Polizeianwärter & Tattoos: Neues vom OVG Berlin-Brandenburg

Polizeianwärter mit Tattoo: Derzeit wohl eine der umstrittensten Fragen rund um das Thema Tätowierungen. Viele Gerichte mussten sich allein im letzten Jahr damit befassen, wie regelmäßige Leser dieses Blogs sicher verfolgt haben. Eine Entscheidung des Oberverwaltungsgerichts (OVG) Berlin-Brandenburg vom 28. August 2018 (Az.

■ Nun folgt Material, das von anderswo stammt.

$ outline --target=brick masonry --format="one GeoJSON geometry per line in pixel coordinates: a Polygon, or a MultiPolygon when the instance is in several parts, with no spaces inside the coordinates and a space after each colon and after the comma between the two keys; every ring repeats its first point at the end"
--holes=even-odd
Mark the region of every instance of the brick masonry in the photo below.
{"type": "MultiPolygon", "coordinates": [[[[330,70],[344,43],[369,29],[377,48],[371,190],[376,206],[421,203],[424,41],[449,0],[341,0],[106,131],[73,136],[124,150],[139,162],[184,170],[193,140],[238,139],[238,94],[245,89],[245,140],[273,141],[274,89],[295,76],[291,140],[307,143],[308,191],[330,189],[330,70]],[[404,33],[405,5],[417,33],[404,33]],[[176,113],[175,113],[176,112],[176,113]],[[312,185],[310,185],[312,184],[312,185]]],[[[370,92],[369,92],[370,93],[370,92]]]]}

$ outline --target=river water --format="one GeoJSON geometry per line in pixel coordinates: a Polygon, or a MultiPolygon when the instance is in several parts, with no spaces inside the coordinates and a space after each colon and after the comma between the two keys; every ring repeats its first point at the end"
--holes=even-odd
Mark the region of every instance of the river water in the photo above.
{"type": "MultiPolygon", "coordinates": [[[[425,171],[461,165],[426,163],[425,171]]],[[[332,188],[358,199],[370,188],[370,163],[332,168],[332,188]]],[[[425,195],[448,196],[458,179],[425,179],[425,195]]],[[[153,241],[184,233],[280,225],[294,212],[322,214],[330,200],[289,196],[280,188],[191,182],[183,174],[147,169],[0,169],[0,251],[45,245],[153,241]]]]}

OVG 4 S 36.18, Link zum Volltext) bietet eine sehr interessante Kernaussage: Tattoos sind kein absolutes Hindernis für den Polizeidienst.

Vorgeschichte: Bundesverwaltungsgericht und Verwaltungsgericht Berlin

Zuvor hatte bereits das Verwaltungsgericht (VG) Berlin ebenfalls pro Tattoos geurteilt. Dem Polizeianwärter, der wegen seiner Tätowierung abgelehnt wurde, musste eine neue Chance gegeben werden, urteilten die Verwaltungsrichter. Allein auf das Tattoo dürfe die Ablehnung nicht gestützt werden.

Das VG Berlin war damit einem Urteil des Bundesverwaltungsgerichts (BVerwG) aus dem Jahr 2017 gefolgt. Darin hatte das oberste Verwaltungsgericht geurteilt, dass ein Tattoo allein keinen Zweifel an der Eignung eines Polizeianwärters begründen könne. Eine Ausnahme könnte nur dann gemacht werden, wenn das Tattoo nicht wertneutral sei, sodass Zweifel an der Neutralität des Polizisten entstehen könnten.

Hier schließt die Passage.